La tierra estaba tragándosela de a poco mientras ella soñaba despierta con los misterios que habría allá donde iba.

Pronto estaba sumergida en la primera capa de tierra. Los insectos pasaban sobre su cuerpo, pasaban a través de él haciéndole cosquillas. Sus brazos y piernas eran porosos y livianos, atravesaban la tierra lenta y tranquilamente sin que nada fuera obstáculo en su camino. El cuerpo se deformaba, se expandía o comprimía según fuera el terreno que iba cruzando.

Sus maravillados ojos descubrían los secretos luminosos con que la madre regalaba sus dones. Lograba oír a los pájaros subterráneos que volaban de un lugar a otro haciendo crujir sus nidos cuando pacha se acomodaba y desataba su oleaje tremendo; las terrosas olas furiosas de amor escupían espuma violenta, espuma amorosa mientras la niña viajera y amante latía de felicidad, chorreaba una deliciosa alegría.

El mundo de allí abajo también florecía en el movimiento adormilado de las raíces de los árboles en pleno crecimiento. Sentía la alegría en el repiqueteo baboso de las lombrices enamoradas o de algún otro insecto amenazado por el inminente invierno. Todo olía a vida y a madre pariendo maravillas. Ella, estirada, sorprendida, emocionada continuaba su viaje atraída por una invisible fuerza hacia el centro más oscuro de la tierra.

Su cara traspasaba ahora un cinturón de rocas de distintos tamaños, unas como peras de pascua, otras como membrillos afranelados flotando en el vientre que también la cobijaba a ella, ahora que pertenecía a este nuevo cuerpo.
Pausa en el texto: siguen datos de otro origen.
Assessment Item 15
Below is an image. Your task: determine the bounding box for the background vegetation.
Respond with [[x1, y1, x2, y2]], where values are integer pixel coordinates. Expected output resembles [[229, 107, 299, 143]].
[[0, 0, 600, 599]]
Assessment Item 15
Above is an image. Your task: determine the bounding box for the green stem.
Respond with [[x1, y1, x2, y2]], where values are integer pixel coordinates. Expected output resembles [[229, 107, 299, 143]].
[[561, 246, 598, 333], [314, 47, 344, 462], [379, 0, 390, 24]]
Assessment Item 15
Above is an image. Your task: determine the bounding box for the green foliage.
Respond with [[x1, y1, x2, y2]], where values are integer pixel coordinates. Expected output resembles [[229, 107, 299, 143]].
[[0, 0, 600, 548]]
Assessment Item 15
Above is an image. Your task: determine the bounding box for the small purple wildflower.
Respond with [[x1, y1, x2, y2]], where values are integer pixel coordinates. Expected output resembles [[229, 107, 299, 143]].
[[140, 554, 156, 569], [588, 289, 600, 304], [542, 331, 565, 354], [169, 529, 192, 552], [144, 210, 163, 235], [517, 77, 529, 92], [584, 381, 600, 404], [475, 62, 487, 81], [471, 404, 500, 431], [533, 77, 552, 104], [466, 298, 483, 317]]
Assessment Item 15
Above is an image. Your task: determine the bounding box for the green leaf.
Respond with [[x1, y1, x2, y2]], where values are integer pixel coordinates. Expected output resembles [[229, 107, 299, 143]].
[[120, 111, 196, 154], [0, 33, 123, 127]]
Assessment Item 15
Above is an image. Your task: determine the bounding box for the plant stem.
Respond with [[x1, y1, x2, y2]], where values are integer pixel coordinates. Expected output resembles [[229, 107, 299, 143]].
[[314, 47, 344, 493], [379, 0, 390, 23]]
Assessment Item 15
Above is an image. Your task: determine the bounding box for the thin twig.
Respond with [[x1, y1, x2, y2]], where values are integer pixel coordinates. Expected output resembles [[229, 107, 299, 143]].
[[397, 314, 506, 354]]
Cuando comenzó a estabilizarse observó una maraña de raíces que formaban un inmenso nido. Al centro, acomodada como una reina, la anciana la esperaba tranquila. La vieja tenía el cuerpo retorcido y por todas partes le brotaban raíces y flores. Su piel estaba cubierta de un musgo fino y caminaban sobre ella más arañas y hormigas de las que había visto nunca.

Fue acercándose a la abuelita despacio para no asustarla, para que no creyera que andaba sin permiso. Cuando estuvo muy cerca se dio cuenta de que era ciega. La abuela ciega tejía sentada. Tejía con sus largos y deformes dedos. Tenía en sus manos flores, hongos silvestres y dos índices excesivamente largos con los que urdía los puntos de su tela. En su cara, lo más sobresaliente del cuadro, era la tiesa lengua que salía de su boca obligándola a dejar caer un gruesos hilo de baba que sus ágiles dedos comenzaban a utilizar para tejer esa extraña manta. Descubrió con sorpresa que todo lo que la rodeaba estaba hecho del tejido baboso de la anciana hilandera.

El tejido de la anciana le cubría las piernas, se derramaba a su alrededor hasta que alcanzaba un rincón del trono. Por una escuálida rendija, entre una raíz y una roca, el sol goteaba. La pequeña puso su mano para que una gota de luminoso calor le abrigara el cuerpo. La anciana estiró un cucharón de madera con el que revolvía sus aguas para las hierbas y alcanzó el fino chorro de luz. En piedras oscuras vertió el preciado líquido y al momento las rocas se tornaron rojizas. Sobre ellas extendió su tejido y comenzó a formarse más y más tierra fértil. La vieja reanudó su trabajo silencioso junto al manantial dorado.

De pronto sintió como si la jalaran por la espalda. Todo su viaje fue en reversa. No alcanzó a despedirse de la anciana, ni de las lombrices, ni tampoco de los pájaros que la habían encantado. Sobre el jardín estaba recostada, con la oreja pegada a la tierra y su incansable y flacuchento perro lamiéndole la cara.